Supreme Court Issues New Arbitration Decision

May 22, 2019

The Missouri Supreme Court issued a new arbitration decision on May 21, 2019.  In State ex rel. Jesse Newberry v. Jackson, consolidated with State ex rel. Lowrance v. Jackson, the Court considered whether two employees could sue their former employer for discrimination in court, or whether their claims should be determined in arbitration.  Both employees were required to sign arbitration agreements as a condition of continued employment. Both employees later filed discrimination lawsuits, and the employer sought to compel arbitration.

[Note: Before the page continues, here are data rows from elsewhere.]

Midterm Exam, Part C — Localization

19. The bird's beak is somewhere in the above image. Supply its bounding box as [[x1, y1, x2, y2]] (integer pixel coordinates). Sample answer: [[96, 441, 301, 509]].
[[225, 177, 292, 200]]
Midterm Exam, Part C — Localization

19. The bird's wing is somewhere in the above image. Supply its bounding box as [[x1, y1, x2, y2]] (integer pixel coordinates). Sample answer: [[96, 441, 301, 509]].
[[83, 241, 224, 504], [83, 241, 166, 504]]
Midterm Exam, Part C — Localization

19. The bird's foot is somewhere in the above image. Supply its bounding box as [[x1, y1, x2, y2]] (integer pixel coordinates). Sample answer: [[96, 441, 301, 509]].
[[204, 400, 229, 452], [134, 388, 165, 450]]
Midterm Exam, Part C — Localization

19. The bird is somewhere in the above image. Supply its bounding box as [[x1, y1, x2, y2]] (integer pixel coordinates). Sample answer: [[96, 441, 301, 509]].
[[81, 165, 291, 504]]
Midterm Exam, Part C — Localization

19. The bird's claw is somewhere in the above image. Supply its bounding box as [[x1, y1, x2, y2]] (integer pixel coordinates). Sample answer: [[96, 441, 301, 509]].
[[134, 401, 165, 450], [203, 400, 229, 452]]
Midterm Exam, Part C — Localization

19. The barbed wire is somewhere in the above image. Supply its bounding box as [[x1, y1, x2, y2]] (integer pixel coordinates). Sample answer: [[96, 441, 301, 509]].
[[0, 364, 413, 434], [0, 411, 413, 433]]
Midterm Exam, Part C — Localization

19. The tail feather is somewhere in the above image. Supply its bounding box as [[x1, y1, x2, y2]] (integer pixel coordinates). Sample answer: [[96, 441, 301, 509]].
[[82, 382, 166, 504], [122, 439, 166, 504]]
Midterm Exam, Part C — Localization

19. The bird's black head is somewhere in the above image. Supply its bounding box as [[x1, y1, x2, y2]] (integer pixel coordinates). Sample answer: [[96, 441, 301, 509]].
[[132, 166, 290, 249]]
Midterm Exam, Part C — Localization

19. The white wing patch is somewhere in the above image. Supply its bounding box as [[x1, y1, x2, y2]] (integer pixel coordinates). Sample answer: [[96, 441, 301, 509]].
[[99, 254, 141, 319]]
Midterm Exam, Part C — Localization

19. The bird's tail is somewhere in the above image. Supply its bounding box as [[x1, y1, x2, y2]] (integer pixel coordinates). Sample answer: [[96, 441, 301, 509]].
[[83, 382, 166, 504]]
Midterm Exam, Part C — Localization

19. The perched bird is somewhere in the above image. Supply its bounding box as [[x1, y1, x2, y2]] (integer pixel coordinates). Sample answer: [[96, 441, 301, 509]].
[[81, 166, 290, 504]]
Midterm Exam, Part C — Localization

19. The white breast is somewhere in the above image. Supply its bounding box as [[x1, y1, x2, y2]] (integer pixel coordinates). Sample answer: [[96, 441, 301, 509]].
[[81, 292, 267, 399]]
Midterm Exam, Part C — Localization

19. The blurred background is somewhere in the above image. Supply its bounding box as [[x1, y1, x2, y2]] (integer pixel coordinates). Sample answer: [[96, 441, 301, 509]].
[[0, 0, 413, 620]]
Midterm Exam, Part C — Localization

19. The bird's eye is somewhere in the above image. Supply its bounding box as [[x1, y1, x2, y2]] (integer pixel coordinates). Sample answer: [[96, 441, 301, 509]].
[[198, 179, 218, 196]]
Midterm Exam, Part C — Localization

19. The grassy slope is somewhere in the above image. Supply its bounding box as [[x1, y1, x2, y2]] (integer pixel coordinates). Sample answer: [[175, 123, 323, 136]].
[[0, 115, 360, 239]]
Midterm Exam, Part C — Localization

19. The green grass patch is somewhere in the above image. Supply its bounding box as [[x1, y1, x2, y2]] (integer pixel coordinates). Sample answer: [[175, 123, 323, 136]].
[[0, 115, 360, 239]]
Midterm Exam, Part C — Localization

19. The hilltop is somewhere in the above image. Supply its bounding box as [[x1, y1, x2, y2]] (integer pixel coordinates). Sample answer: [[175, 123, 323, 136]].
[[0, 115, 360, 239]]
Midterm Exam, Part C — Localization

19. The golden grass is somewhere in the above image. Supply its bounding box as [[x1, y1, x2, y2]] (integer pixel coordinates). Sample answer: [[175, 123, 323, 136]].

Each arbitration agreement contained a “delegation clause,” which purported to give the arbitrator the right to determine the “threshold issue” of arbitrability, such as whether there was a valid agreement to arbitrate. The court found that, although the employees argued that the agreements were not validly formed because their continued employment was not sufficient consideration, they did not specifically challenge the delegation clause. Rather, they challenged the agreement as a whole. Therefore, interpretation of the delegation clause, and the issue of arbitrability, was for the arbitrator.

This case is one of many recent Missouri cases considering the validity of arbitration clauses in the consumer or employment context.   Whether you are the party seeking to enforce an arbitration clause or seeking to avoid one, it is essential that you obtain competent legal counsel to advise on the parameters of this issue.